Versöhnen geht weit über das Verzeihen hinaus.
Wo Streit ist, folgt der Gedanke der Versöhnung, weil sonst Situationen unerträglich werden können, etwa im Beruf oder dann, wenn Beziehungen bedroht sind. Bei diesen notwendigen Versöhnungen erinnern sich viele an Szenen aus der Kindheit, etwa an Momente, in denen Erwachsene streitende Parteien trennten und „Gebt euch die Hand und vertragt euch wieder!“ sagten. Meist folgen Kinder solchen Aufforderungen. Interessant an diesem Szenario ist, dass die angeordnete Versöhnung in den meisten Fällen funktioniert und nach kurzer Zeit das Spiel in Eintracht weitergeht.
Dies kann als Hinweis darauf gewertet werden, dass dies theoretisch bei jeder Auseinandersetzung möglich wäre.
Leider funktioniert die Methode ‚Vertragt euch wieder‘ bei Erwachsenen nicht mehr so gut. Der Grund: Häufig sind unbearbeitete Konflikte der Auslöser für Streitigkeiten.

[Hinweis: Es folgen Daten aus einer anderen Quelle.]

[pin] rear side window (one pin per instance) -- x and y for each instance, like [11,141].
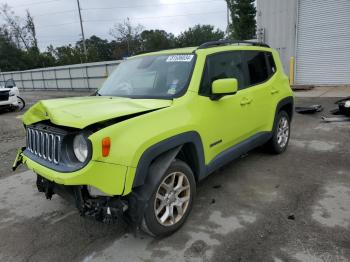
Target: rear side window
[221,66]
[270,63]
[257,67]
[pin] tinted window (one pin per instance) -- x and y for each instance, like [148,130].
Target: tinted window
[257,66]
[220,66]
[271,63]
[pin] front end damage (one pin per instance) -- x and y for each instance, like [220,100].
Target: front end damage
[105,209]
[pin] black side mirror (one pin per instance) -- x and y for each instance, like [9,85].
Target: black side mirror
[10,83]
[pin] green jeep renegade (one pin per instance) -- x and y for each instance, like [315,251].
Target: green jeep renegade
[159,124]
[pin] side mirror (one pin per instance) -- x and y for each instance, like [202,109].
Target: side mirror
[10,83]
[223,87]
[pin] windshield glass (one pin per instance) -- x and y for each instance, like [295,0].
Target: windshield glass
[161,76]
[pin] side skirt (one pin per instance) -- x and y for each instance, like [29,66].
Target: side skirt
[236,151]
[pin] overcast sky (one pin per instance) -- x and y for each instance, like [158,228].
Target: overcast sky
[57,21]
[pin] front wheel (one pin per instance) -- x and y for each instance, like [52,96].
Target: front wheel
[280,135]
[171,202]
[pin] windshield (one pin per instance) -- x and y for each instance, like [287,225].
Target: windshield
[161,76]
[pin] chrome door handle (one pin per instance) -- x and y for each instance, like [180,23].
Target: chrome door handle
[274,91]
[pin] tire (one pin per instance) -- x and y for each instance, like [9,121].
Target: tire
[21,103]
[280,134]
[154,222]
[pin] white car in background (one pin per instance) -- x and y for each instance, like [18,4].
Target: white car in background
[9,96]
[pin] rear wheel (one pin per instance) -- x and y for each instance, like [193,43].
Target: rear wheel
[171,201]
[280,135]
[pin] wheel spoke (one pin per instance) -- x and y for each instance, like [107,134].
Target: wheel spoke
[160,208]
[179,182]
[179,209]
[160,197]
[166,214]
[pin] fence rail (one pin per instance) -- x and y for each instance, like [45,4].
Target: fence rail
[75,77]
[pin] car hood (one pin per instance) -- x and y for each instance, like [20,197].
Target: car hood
[80,112]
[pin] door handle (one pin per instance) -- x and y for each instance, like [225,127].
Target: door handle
[246,101]
[274,91]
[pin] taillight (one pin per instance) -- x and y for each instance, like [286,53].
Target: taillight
[106,145]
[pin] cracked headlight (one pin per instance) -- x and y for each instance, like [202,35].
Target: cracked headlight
[80,147]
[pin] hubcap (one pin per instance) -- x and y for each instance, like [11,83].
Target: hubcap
[172,199]
[283,132]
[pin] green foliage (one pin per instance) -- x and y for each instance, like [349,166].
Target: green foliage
[19,46]
[243,26]
[198,35]
[155,40]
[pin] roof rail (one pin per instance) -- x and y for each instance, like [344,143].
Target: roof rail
[230,42]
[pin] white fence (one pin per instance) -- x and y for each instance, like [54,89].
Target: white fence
[77,77]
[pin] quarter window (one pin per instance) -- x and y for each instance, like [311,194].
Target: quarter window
[271,63]
[257,67]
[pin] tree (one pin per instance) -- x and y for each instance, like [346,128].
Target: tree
[22,31]
[199,34]
[154,40]
[129,34]
[243,13]
[11,57]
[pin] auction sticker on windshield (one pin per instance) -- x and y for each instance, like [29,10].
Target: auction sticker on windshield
[179,58]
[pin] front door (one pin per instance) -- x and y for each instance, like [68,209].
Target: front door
[228,121]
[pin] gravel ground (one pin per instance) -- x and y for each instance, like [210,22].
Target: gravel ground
[290,207]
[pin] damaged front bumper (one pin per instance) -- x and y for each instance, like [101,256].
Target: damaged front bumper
[103,208]
[106,177]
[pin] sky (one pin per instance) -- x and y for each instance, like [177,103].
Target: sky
[57,21]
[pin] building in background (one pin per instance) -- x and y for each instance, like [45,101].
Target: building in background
[315,32]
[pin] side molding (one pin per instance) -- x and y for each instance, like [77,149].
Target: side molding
[236,151]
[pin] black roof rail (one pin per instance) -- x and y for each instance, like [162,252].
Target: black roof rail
[230,42]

Bei Menschen, die auf Auseinandersetzungen mit Gelassenheit reagieren, weil sie psychisch stabil und mit ihrem Leben im Einklang sind, werden alte Konflikte weniger leicht getriggert. Trigger ist der Fachbegriff für ein aktuelles Ereignis, eine Bemerkung oder eine besondere Situation, die alte Verletzungen in Erinnerung bringen und damit einen alten Schmerz reaktivieren. Allerdings: In einer Beziehung immer wieder an alte Verletzungen zu stoßen ist nicht unbedingt hochneurotisch oder ein Zeichen für eine frühere Traumatisierung. Wir sind einfach weniger geschützt bei Menschen, die wir lieben und denen wir vertrauen, und deshalb schneller verletzt.

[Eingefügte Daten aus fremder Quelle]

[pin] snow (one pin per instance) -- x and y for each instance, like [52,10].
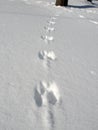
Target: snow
[48,65]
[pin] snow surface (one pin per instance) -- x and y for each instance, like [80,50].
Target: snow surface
[48,65]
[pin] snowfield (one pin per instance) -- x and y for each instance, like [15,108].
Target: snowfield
[48,65]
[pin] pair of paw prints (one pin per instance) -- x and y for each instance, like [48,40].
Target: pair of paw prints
[46,93]
[47,55]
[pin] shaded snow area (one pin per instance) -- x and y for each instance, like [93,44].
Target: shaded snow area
[48,65]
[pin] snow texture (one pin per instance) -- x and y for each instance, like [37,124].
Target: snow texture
[48,65]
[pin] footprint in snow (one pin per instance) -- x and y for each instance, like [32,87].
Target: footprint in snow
[45,55]
[46,96]
[81,16]
[51,22]
[49,29]
[46,93]
[94,22]
[47,39]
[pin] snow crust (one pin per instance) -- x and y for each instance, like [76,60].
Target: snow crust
[48,65]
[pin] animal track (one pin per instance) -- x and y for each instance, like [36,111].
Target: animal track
[51,22]
[47,55]
[47,39]
[94,22]
[46,93]
[49,29]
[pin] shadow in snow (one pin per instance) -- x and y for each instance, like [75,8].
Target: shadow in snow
[37,98]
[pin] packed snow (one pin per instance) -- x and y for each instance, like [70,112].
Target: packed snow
[48,65]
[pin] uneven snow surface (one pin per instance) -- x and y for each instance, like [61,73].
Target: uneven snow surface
[48,65]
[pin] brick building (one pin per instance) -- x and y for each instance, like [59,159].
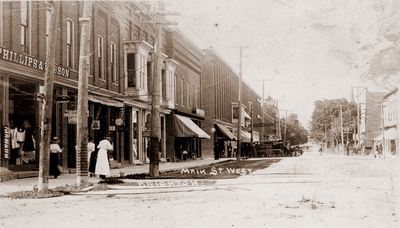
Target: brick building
[119,82]
[184,131]
[220,102]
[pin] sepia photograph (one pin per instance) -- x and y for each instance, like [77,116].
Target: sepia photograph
[200,113]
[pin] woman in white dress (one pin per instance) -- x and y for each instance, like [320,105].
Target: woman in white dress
[102,164]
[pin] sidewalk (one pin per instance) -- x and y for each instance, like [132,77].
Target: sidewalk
[26,184]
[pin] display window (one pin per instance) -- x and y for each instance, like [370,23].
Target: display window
[22,117]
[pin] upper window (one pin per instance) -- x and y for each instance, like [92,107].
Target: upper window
[131,68]
[70,43]
[113,61]
[25,26]
[100,56]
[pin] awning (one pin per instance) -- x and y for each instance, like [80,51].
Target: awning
[390,133]
[245,136]
[185,127]
[226,132]
[245,114]
[105,101]
[256,136]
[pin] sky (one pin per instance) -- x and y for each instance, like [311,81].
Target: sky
[303,50]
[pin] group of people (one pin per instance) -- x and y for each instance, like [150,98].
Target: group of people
[98,160]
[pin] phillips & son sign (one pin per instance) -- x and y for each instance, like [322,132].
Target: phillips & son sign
[25,60]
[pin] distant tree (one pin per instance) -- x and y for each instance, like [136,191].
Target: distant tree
[325,120]
[295,132]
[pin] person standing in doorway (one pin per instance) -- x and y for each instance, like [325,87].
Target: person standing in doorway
[102,164]
[92,156]
[55,150]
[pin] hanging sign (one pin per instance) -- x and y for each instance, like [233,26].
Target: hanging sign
[96,125]
[25,60]
[6,142]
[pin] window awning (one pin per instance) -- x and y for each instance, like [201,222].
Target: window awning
[245,136]
[105,101]
[185,127]
[226,132]
[245,114]
[390,133]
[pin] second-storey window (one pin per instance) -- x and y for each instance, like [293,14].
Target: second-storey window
[25,26]
[100,57]
[113,62]
[70,44]
[130,59]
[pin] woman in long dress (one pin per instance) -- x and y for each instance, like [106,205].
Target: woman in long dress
[55,149]
[102,164]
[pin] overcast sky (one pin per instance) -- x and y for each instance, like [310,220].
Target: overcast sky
[304,50]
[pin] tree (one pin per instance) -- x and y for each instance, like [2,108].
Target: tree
[325,121]
[295,132]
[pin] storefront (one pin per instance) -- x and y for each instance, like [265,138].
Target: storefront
[20,118]
[223,138]
[183,137]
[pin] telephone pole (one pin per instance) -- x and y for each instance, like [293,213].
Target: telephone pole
[155,129]
[284,131]
[262,116]
[341,126]
[239,144]
[82,109]
[47,101]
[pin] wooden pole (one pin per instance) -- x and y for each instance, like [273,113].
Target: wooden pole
[47,101]
[155,140]
[239,141]
[82,109]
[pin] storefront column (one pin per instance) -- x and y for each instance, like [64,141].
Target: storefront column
[4,81]
[140,136]
[64,131]
[163,137]
[138,71]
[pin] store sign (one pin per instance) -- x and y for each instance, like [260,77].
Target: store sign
[72,116]
[6,142]
[96,125]
[25,60]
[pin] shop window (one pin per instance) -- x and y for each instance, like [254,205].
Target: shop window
[113,62]
[1,23]
[100,57]
[131,69]
[70,43]
[25,26]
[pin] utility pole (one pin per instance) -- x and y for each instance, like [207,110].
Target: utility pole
[239,144]
[262,111]
[284,132]
[82,109]
[47,101]
[155,129]
[279,121]
[251,122]
[341,126]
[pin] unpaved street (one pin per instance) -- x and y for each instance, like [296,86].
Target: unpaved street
[313,190]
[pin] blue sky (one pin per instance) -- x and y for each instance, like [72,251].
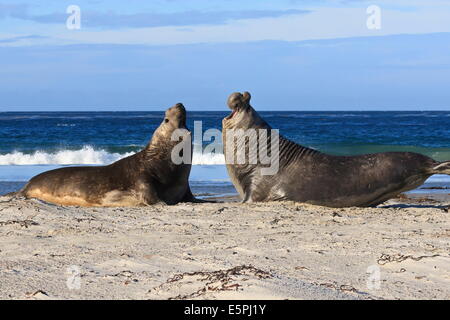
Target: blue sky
[291,54]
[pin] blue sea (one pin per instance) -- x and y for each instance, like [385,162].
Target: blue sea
[33,142]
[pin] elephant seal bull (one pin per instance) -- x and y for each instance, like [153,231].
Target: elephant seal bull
[147,177]
[308,176]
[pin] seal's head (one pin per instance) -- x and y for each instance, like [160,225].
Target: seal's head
[174,122]
[238,102]
[174,118]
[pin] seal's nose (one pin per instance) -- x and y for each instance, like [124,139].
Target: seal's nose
[234,100]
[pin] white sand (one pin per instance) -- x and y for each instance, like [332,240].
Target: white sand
[295,251]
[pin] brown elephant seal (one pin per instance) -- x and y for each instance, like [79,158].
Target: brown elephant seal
[308,176]
[147,177]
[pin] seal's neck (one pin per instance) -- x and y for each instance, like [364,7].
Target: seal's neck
[246,119]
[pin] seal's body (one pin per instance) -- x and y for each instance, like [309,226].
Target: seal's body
[147,177]
[309,176]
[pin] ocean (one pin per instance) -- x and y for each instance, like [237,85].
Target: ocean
[33,142]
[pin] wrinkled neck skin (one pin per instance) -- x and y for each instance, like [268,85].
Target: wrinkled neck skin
[160,148]
[245,119]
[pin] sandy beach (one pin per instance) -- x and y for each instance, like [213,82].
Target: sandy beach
[225,250]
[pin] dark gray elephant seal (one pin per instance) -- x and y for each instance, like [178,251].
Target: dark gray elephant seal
[145,178]
[308,176]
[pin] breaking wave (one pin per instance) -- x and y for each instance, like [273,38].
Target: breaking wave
[87,156]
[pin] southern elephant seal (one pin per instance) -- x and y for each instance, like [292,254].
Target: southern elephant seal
[308,176]
[147,177]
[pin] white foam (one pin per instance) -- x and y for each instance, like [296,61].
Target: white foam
[88,156]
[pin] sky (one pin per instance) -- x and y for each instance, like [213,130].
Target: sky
[290,54]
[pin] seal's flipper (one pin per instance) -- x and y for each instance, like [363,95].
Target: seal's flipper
[442,168]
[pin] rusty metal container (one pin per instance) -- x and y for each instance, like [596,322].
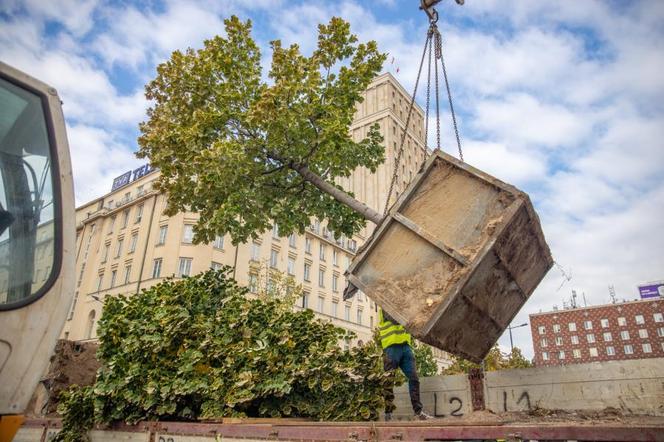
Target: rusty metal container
[456,258]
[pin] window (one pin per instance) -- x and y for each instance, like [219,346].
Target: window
[184,268]
[127,273]
[139,213]
[255,251]
[253,283]
[163,230]
[118,249]
[188,234]
[125,218]
[90,325]
[132,243]
[156,268]
[321,277]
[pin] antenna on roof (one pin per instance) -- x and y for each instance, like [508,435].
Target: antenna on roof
[612,294]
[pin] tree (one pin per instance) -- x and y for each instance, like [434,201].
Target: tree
[426,363]
[494,360]
[245,153]
[202,348]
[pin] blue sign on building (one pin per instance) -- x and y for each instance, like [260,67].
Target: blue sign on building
[131,176]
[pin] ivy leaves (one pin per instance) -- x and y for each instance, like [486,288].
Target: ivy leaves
[227,142]
[201,348]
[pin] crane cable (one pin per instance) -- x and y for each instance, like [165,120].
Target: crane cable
[433,43]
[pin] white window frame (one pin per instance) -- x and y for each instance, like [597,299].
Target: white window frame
[184,266]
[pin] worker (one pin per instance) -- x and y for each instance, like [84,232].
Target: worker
[397,352]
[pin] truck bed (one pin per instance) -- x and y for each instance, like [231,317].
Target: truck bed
[636,428]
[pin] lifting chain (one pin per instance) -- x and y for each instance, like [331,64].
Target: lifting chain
[433,44]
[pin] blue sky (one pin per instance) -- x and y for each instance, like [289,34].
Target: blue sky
[562,99]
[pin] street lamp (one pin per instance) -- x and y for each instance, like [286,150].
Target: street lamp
[510,329]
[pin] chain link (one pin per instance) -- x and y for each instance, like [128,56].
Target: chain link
[449,97]
[405,131]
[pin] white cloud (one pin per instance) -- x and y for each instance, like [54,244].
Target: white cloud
[97,157]
[523,120]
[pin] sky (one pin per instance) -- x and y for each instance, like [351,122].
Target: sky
[564,100]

Verzeihen, vergeben, versöhnen: Welche Unterschiede gibt es zwischen diesen Begriffen? Meist werden diese Ausdrücke ja weitgehend synonym gebraucht. Das ist bedauerlich, weil es feine Unterschiede gibt. Verzeihen bedeutet, aufhören, jemanden zu bezichtigen, also jemandem vorzuwerfen, er oder sie hätte etwas Unrechtes getan. Ob wir innerlich damit übereinstimmen, bleibt offen. Vergeben wiederum ist die Fortsetzung des Verzeihens. Wir gehen auch hier von der Vorstellung aus, jemand sei uns etwas schuldig – und wir erlassen ihm, das Geschuldete zurückzugeben. Wir ent-schuldigen den anderen also.
Das Wort Entschuldigung wird in diesem Zusammenhang oft unglücklich und nicht im Sinne der Versöhnung verwendet. So empören sich manche Menschen, wenn der Streitpartner ihnen nach einem Konflikt nicht sofort wieder wohlgesonnen ist: „Ich habe mich doch entschuldigt“, sagen sie. Das ist widersinnig. Der andere muss entschuldigen. Es müsste also heißen: „Ich bitte um Entschuldigung“ statt „Ich entschuldige mich“. Der Akt der Versöhnung geht über das Verzeihen und Vergeben hinaus. Er enthält das Wort ‚Sühne‘. Keine Vergeltung, auch keine Wiedergutmachung ist mehr erforderlich.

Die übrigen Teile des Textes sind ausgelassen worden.